The federal Consumer Financial Protection Bureau (CFPB) began gathering information about the payday industry in January 2012 with a field hearing in Birmingham Alabama. In a countermove, the industry is pushing for federal legislation, HR 6139, known as the Consumer Credit Access, Innovation, and Modernization Act. This bill “[D]irects the Comptroller of the Currency to charter qualified nondepository creditors known as National Consumer Credit Corporations (Credit Corporations) to offer financial products or services.”. In short, this bill gives payday lenders a pass on CFPB authority, and an end run around state licensing and consumer protection laws. On July 24, 2012 a Deputy Comptroller for Compliance Policy from the Office of the Comptroller of Currency (OCC) testified before the Senate subcommittee hearing the bill, concluding: “…HR 6139 raises serious consumer protection, compliance, and safety and soundness issues by creating a new federal charter for companies concentrating on products and services most prone to abuse and that are most often targeted to minority populations, low-income neighborhoods, and communities with high concentrations of our military service members.” On October 5, 2012 41 state Attorneys General, including Mike DeWine, sent a letter to House and Senate leaders asking them to oppose HR 6139.
It is good we have advocates on the national front opposing this legislation, as well as other industry attempts to expand their scope and reach. For example, see the letter to the OCC urging the Comptroller to stop Urban Trust Bank from partnering with a payday lender and a pre-paid card issuer in order to evade state usury laws and make payday loans on prepaid cards.

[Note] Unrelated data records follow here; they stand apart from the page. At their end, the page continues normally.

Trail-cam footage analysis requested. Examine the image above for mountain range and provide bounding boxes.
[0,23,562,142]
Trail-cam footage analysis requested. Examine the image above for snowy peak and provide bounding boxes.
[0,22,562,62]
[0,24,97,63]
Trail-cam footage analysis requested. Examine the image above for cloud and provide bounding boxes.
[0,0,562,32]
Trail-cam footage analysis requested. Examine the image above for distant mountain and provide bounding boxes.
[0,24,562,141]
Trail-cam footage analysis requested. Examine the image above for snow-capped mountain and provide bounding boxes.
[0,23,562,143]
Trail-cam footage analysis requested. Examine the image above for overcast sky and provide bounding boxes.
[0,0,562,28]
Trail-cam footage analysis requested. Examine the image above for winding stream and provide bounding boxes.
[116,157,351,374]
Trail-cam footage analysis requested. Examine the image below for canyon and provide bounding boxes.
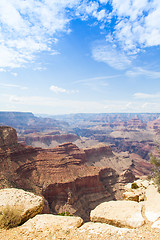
[0,112,160,221]
[0,126,135,220]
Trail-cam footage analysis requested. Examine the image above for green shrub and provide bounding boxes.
[150,145,160,192]
[131,183,139,189]
[0,205,23,229]
[58,212,73,216]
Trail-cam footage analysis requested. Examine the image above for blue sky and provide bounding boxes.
[0,0,160,114]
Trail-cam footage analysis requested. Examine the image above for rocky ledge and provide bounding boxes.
[0,180,160,240]
[0,127,134,221]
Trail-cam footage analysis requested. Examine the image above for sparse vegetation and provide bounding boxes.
[58,212,73,216]
[150,144,160,192]
[131,183,139,189]
[0,205,23,229]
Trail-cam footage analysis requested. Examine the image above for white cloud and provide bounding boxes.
[92,44,131,70]
[0,94,160,114]
[0,0,79,69]
[50,85,67,93]
[0,83,28,90]
[50,85,78,94]
[126,67,160,79]
[133,93,160,99]
[0,0,160,69]
[112,0,160,53]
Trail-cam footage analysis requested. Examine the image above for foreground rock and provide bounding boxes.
[0,188,44,223]
[143,185,160,222]
[21,214,83,232]
[78,222,133,235]
[0,127,135,221]
[90,201,145,228]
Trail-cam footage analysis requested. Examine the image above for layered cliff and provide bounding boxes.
[0,127,133,220]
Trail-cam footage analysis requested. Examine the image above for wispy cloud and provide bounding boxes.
[92,44,131,70]
[0,83,28,90]
[0,0,160,69]
[50,85,78,94]
[0,94,160,114]
[126,67,160,79]
[73,75,120,85]
[133,93,160,99]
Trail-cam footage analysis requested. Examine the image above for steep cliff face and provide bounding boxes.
[23,132,79,148]
[0,127,135,220]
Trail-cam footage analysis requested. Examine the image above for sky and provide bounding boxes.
[0,0,160,115]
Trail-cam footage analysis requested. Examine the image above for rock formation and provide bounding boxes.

Study after study confirms that a significant percentage of payday loan borrowers are borrowing because their expenses consistently exceed their incomes, a situation ripe for abuse. These high cost, short term loans are going to be on the market for the foreseeable future. Currently there seems to be no political will in Ohio to revisit this lending market. Nevertheless, we all need to be vigilant, and keep hacking away at the heads of the beast when we have opportunities to do so.